YATAĞIYLA DİKKAT ÇEKTİ
Tracey Emin’in çağdaş sanat dünyasından ünlü bir yıldız olma hikâyesinin altında, ‘Yatağım’(1998) (My Bed) ve ‘Birlikte Olduğum Bütün Erkekler’ (1995) (Everyone I have slept with) adlı iki önemli işi var. ‘Yatağım’ adlı eserinde Emin kendi yatağını sergiler. Yatağının üzerinde kirli iç çamaşırı ve kullanılmış prezervatif gibi kendi hayatından parçalar vardır. Bu eserin ardından 1999 yılında Emin Turner Ödülü’nü kazandı. ‘Birlikte Olduğum Bütün Erkekler’ adlı eserinde Emin küçük mavi bir çadırın içine birlikte olduğu erkeklerin ismini yazdı. Çadır, Charles Saatchi tarafından satın alındı ama 2004 yılında bir yangında hasar gördü.
İSTANBUL74 ULUSLARARASI SANAT MERKEZİ
İstanbul’un en eski semtlerinden biri olan Karaköy’de bulunan 150 yıllık tarihi bir iş hanında inşa edilen ISTANBUL74, yerli ve yabancı sanatçıların resim, heykel, fotoğraf, multi -medya ve tüm sanat çalışmalarına ev sahipliği yapacak.

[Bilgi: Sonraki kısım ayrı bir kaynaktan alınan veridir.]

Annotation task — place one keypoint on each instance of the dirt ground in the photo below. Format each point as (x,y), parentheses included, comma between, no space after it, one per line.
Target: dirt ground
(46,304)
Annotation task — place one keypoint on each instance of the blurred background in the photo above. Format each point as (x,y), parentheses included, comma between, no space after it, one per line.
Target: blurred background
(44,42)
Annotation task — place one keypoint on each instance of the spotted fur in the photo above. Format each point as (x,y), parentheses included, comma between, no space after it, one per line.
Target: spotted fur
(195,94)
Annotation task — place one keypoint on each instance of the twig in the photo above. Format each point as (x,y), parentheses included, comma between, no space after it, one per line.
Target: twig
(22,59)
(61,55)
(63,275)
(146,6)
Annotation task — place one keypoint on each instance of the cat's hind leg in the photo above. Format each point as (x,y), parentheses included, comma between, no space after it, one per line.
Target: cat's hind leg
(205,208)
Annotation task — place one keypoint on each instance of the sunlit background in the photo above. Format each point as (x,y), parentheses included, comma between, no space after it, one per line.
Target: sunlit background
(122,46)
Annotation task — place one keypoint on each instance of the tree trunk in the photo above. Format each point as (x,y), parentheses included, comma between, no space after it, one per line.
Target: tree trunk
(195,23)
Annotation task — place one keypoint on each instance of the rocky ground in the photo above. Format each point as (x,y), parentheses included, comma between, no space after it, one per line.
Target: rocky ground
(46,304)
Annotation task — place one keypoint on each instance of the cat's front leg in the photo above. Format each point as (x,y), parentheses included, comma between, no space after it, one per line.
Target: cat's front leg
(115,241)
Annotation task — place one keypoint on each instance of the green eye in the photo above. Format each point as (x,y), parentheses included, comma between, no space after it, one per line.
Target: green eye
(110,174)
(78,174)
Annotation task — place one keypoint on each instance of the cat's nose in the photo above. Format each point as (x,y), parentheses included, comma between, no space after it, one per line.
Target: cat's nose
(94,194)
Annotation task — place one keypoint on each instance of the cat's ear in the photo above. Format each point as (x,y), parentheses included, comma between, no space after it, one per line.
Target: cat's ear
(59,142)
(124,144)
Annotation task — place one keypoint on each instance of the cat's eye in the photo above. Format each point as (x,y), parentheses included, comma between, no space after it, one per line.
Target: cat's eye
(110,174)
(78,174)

Merkez aynı zamanda kültürel bir etkinlik programına sahip olacak. Şu an Tracey Emin’in iki eserinin sergilendiği bina, yeni sergiler için hazırlanmakta.
L-şeklindeki binanın yüz yıllık dış yüzeyi ve ortak alanları mekânın minimal ve modern tarzını mükemmel bir şekilde çevreliyor. İstanbul’da ulaşımın kilit noktası olan Karaköy, her çağda pek çok kültürün merkezi olmuş, halen de aynı kozmopolit yapısını korumakta.
2009 yılının sonlarına doğru Alphan Eşeli tarafından kurulan ISTANBUL74’ün en önemli girişimlerinden biri, Londra merkezli kültürel diplomasi markası Liberatum ve Another Magazine ile birlikte İstanbul’da gerçekleşen Uluslararası Kültür Festivali ISTANCOOL oldu. ISTANCOOL Festivali moda, sinema, müzik, çağdaş sanat, tasarım, edebiyat, mimari, müzik ve tüm performans sanatları dalında dünyanın önde gelen yaratıcı isimlerini İstanbul’da bir araya getiren, ülkeler arası kültürel alışverişi destekleyen bir programa sahipti.